Indem es die Informationen schnell zum Middle Management bringt. Es geht darum, diese Manager früh einzubeziehen, direkt mit ihnen zu kommunizieren. Beispielsweise kann man über Workshops für diese Zielgruppe im Unternehmen eine rechtzeitige Partizipation erreichen. Jeder Manager soll frühzeitig einen Eindruck erhalten, wie er in seinem Verantwortungsbereich den Wandel mitgestalten kann. Das stößt natürlich teilweise an seine Grenzen. Wenn wir über börsennotierte Unternehmen sprechen, geht das zum Teil – etwa bei geplanten Übernahmen – allein aus rechtlichen Gründen gar nicht.

Zum Abschluss: Ist die Praxis der Wissenschaft bei diesem Thema einen Schritt voraus? Oder umgekehrt?

Wer liest das? (lacht) Obwohl ich ja der einen Seite angehöre, muss ich sagen: Meist ist die Praxis der Wissenschaft einen Schritt voraus. Das gilt aber für die Betriebswirtschaftslehre im großen Stil, nicht nur im Change Management. Aufgabe der Hochschulen in dieser Disziplin ist es, Vorgänge in der Praxis zu dokumentieren, zu strukturieren, zu analysieren. Allerdings denke ich, dass man große Entwicklungsschritte dort leisten kann, wo Kooperation stattfindet. Die Balanced Scorecard ist da ein gutes Beispiel. Sie ist ja aus einer Kooperation der Harvard Business School mit KPMG entstanden. Es gibt noch viele andere Beispiele. Die Betriebswirtschaftslehre kann alleine am Schreibtisch relativ wenig bewegen. Sie ist eine angewandte Wissenschaft. Wenn man sich in der Wissenschaft ein neues Change-Konzept ausdenkt, muss man es ja auch einmal testen. Und ich denke, dass gerade Beratungsunternehmen geeignet sind, diese Brücke herzustellen. Ich denke, dass die Zusammenarbeit von Forschung und Praxis gerade hier sehr fruchtbar ist.

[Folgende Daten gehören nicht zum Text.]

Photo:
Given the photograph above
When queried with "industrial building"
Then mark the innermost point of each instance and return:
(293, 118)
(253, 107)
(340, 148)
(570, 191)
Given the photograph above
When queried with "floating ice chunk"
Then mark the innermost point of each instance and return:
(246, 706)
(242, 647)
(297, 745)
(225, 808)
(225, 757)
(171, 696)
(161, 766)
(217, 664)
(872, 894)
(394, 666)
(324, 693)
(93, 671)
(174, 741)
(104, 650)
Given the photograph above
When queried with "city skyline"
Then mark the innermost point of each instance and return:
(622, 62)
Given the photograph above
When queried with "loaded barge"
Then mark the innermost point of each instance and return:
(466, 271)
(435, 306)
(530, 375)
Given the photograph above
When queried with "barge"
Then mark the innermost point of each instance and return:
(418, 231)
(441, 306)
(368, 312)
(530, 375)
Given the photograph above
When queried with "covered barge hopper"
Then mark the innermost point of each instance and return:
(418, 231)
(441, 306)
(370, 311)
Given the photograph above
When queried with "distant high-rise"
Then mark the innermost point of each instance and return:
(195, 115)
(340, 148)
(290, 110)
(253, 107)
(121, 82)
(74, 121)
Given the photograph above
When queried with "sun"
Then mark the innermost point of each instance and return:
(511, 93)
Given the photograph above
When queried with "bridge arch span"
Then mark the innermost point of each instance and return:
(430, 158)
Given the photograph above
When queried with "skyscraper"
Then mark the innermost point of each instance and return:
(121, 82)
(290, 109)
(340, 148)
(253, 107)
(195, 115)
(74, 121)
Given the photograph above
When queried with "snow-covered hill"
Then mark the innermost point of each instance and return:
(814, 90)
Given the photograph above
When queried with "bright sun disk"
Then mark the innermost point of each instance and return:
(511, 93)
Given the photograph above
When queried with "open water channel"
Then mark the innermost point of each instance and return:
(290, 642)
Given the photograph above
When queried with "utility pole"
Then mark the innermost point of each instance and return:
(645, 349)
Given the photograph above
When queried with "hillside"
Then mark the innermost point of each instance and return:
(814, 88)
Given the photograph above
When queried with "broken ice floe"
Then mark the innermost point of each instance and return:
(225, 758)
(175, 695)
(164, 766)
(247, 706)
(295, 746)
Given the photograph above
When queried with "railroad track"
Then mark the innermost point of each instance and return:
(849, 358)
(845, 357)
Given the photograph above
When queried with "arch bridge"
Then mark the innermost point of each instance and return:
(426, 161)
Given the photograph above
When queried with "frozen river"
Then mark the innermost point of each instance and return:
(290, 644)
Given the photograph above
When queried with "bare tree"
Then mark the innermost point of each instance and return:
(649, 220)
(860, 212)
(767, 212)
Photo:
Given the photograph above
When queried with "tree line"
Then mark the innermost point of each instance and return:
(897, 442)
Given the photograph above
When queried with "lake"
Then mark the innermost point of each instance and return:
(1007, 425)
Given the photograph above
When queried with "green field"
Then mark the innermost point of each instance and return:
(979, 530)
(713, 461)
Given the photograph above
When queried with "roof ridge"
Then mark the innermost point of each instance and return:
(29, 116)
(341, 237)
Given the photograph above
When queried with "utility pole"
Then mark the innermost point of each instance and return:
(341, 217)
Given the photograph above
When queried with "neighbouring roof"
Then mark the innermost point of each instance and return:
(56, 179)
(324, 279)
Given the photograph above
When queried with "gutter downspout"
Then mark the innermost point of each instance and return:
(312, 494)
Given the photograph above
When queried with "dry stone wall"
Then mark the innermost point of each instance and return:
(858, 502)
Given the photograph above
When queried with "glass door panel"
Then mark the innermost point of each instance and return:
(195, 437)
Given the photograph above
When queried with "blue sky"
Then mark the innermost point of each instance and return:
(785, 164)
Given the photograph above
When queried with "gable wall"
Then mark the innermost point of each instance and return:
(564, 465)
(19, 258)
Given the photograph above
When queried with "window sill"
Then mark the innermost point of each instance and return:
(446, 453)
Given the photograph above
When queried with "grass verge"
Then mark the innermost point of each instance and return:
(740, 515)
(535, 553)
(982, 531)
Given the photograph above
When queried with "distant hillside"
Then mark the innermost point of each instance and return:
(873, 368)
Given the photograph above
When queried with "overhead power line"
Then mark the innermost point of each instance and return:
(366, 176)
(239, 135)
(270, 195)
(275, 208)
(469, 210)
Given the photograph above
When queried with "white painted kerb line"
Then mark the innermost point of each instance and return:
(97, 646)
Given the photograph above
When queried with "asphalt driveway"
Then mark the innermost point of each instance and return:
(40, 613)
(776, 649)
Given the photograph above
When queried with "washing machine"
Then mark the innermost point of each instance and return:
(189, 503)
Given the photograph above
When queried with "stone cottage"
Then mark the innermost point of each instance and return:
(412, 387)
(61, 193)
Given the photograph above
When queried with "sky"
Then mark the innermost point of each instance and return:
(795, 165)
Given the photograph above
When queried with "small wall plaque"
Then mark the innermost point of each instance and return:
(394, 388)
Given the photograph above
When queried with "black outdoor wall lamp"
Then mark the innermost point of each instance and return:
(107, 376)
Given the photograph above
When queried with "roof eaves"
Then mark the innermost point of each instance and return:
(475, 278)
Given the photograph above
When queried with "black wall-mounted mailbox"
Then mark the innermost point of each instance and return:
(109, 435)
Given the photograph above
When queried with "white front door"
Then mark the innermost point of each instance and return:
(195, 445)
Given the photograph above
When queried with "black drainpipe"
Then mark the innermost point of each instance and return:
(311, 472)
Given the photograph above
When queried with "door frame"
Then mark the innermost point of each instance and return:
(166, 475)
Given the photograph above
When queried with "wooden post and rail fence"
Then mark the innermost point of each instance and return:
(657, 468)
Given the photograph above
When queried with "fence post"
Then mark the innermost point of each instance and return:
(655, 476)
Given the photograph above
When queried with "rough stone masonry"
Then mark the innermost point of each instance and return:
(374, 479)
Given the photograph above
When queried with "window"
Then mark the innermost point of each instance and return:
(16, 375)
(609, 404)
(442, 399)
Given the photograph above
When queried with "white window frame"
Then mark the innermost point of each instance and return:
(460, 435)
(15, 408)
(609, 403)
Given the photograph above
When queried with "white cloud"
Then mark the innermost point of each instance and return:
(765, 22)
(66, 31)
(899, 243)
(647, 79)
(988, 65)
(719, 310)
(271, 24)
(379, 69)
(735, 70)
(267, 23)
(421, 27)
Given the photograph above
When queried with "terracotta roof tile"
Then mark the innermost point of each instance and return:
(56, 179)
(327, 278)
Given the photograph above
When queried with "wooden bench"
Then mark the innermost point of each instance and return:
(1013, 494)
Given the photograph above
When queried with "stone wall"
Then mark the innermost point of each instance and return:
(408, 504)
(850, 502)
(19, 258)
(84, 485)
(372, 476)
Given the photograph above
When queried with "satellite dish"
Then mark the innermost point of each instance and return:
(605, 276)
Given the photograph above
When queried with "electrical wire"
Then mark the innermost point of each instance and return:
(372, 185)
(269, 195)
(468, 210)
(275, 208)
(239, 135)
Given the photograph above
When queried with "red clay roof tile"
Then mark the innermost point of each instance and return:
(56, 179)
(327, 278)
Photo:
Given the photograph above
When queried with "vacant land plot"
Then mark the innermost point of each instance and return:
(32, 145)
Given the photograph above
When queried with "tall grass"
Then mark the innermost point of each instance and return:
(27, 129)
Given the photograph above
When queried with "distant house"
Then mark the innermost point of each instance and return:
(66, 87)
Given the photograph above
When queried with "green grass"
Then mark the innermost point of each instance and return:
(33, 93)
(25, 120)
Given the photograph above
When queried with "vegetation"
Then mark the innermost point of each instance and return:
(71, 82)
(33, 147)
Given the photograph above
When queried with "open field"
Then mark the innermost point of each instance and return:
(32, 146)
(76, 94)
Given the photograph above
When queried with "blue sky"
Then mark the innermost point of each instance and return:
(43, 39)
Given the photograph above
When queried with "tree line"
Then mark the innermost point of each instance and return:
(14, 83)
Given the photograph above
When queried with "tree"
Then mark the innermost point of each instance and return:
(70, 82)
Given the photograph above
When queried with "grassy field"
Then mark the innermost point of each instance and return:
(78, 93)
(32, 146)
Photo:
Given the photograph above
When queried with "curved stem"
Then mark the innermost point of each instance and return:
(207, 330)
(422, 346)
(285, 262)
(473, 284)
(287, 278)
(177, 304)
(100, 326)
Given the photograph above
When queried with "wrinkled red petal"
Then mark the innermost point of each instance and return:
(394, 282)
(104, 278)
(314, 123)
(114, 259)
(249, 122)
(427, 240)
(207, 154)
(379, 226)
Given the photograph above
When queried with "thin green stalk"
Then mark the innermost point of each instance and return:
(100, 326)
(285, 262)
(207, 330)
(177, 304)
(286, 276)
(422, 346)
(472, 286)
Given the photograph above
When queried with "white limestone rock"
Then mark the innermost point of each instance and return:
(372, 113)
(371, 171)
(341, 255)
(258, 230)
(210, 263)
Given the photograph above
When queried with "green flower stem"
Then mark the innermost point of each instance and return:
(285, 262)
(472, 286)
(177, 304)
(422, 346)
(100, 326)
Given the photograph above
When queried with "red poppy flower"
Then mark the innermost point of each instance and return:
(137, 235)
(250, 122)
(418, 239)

Über Prof. Dr. Thomas Lauer
Prof. Dr. Thomas Lauer ist seit mehr als zehn Jahren an der Hochschule Aschaffenburg tätig, an der er neben der allgemeinen Betriebswirtschaftslehre auch Unternehmensführung lehrt. Zudem berät er zahlreiche, namhafte Großunternehmen in den Schwerpunkten Change Mangagement, Innovationsmanagement und Strategisches Management sowie kundenorientierte Unternehmensführung. In seiner Lehr- und Autorentätigkeit verbindet Prof. Dr. Lauer seine langjährige Beratungserfahrung mit aktuellen Entwicklungen aus Theorie und Forschung.